乾いた音が響き渡る雨の中、打たれた頬は信じられないくらい熱かった。


「てめぇええ……ッ! 何でアレクサンドラを討った!? 言って見ろよこのクソ野郎ッ!! 何で殺そうとしたァッ!!!!」


胸倉を掴み上げ、叫ぶ香澄。 打ちのめされた頬を押さえながら海斗は呆然とそれを見つめていた。

撃沈され、炎を巻き上げながら沈没する軍艦。 海に落ちてそれを真っ赤に染めたエルブルス。 残骸と粉塵と炎と雨の中、二人を止める者は居なかった。

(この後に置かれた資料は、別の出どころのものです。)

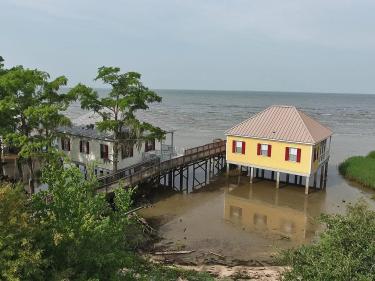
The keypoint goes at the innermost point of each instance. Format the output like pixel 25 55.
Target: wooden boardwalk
pixel 152 169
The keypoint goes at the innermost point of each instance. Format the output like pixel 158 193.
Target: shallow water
pixel 243 221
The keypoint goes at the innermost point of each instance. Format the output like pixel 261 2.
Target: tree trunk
pixel 115 155
pixel 19 168
pixel 31 175
pixel 1 160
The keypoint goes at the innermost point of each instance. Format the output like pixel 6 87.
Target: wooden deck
pixel 142 172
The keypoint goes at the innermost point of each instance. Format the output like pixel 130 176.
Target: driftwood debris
pixel 174 252
pixel 137 209
pixel 216 254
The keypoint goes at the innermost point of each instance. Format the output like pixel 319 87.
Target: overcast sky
pixel 300 45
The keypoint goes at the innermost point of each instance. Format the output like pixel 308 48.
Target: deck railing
pixel 157 168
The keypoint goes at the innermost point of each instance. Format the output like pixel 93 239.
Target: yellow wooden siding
pixel 276 161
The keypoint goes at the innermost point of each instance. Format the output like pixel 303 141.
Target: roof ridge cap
pixel 251 117
pixel 304 124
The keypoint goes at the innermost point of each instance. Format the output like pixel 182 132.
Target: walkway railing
pixel 152 169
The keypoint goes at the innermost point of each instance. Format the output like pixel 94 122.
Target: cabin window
pixel 104 151
pixel 264 149
pixel 238 147
pixel 293 154
pixel 65 144
pixel 84 147
pixel 149 145
pixel 127 151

海に飛び込み、ずぶぬれになった香澄。 その前髪から絶え間なく落ちる水は流れる涙さえも押し流していく。 海中より引き上げられたアレクサンドラは同じくずぶぬれのままコンクリの上に横たわっていた。

かろうじて一命は取りとめている。 だがいつ命を落としてもおかしくはない。 一向に戻らない意識とじわじわと冷え込んでいく体温が香澄の焦りを煽り続ける。

そして何よりも、水の冷たさを忘れさせるほど熱く胸の内で煮えたぎる怒りが彼から冷静な思考を奪っていた。 仲間であり、親友であるべき少年を殴り飛ばし、その胸倉を掴み上げたのはその為である。

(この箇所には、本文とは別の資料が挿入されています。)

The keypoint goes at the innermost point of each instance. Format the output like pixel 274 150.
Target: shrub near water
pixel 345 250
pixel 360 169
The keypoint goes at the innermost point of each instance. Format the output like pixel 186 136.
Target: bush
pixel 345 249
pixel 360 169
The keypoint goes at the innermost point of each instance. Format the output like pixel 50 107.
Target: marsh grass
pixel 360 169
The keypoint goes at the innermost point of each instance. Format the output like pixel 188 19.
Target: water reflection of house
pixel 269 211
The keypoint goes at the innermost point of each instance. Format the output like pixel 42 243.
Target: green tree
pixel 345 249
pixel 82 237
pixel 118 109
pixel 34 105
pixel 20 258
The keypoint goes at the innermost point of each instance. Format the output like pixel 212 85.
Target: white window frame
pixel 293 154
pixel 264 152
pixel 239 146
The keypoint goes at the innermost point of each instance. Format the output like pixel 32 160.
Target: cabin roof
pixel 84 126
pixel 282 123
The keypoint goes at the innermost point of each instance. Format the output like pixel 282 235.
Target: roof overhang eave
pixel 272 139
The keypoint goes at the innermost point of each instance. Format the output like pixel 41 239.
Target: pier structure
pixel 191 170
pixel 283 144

「お前にアレクサンドラの何がわかるんだよ、海斗……! 助けるって……そう言ったじゃねえかっ! 信じてたのに……! お前を信じてたのに……っ!!」


「……彼女の能力は香澄ちゃんを一瞬で殺せるものだった。 仕方が無かったんだ。 彼女が君を、狙っているように見えたんだ……」


「そんなわけがねえって言ってるだろがっ! アレクサンドラが俺を殺す訳が無いんだよッ!!」


「それは言い切れない! 香澄ちゃんは実際に彼女に殺されかけたじゃないかっ! ボクが止めなかったら君はアレクサンドラを殺していた! 香澄ちゃん、それは感情論だよ! ボクが止めなかったら君の命が危ないかもしれなかった――それが事実だ!」


「………………ぁあ、そうかよ……っ! てめーはあくまでもアレクサンドラを信じないんだな……」


小柄な海斗の身体を突き放し、歯軋りしながら俯く香澄。 よろめきながらその姿を見つめる海斗は口を紡ぎ、表情を変えずにただそこに立ち尽くしていた。

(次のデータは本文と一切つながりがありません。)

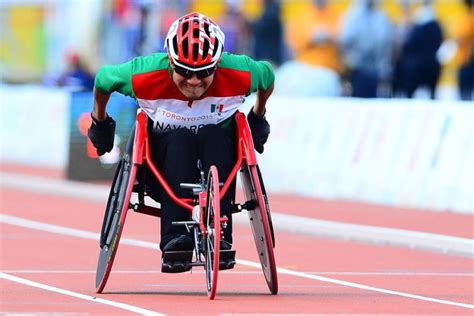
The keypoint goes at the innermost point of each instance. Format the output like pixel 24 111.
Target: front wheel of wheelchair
pixel 260 222
pixel 114 218
pixel 212 236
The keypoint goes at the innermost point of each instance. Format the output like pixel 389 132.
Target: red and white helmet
pixel 194 42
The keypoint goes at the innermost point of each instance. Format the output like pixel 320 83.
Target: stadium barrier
pixel 409 153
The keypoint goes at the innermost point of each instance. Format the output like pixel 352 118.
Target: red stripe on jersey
pixel 156 85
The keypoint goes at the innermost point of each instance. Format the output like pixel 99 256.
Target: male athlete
pixel 190 94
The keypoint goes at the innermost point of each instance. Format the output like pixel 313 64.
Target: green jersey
pixel 148 80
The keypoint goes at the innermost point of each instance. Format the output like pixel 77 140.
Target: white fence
pixel 396 152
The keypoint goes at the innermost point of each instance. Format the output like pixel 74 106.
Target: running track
pixel 49 247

「香澄ちゃん……。 君は……どうしてそこまで彼女を信じるの? ボクは、香澄ちゃんが無事ならそれで……」


「助けたつもりか……? 誰がそんな事頼んだんだよ……」


ずぶ濡れのアレクサンドラを抱きかかえ、香澄は肩を震わせる。


「俺は……海斗。 お前ならアレクサンドラを救ってくれるって信じてたんだ。 助けてくれるって……」


「香澄ちゃん!」


海斗の声は届かない。 雨の中、遠ざかっていくアレクサンドラと香澄の姿。 その向こう側に救急ヘリが下りてくるのを確認し、海斗は伸ばしかけた手を引っ込めた。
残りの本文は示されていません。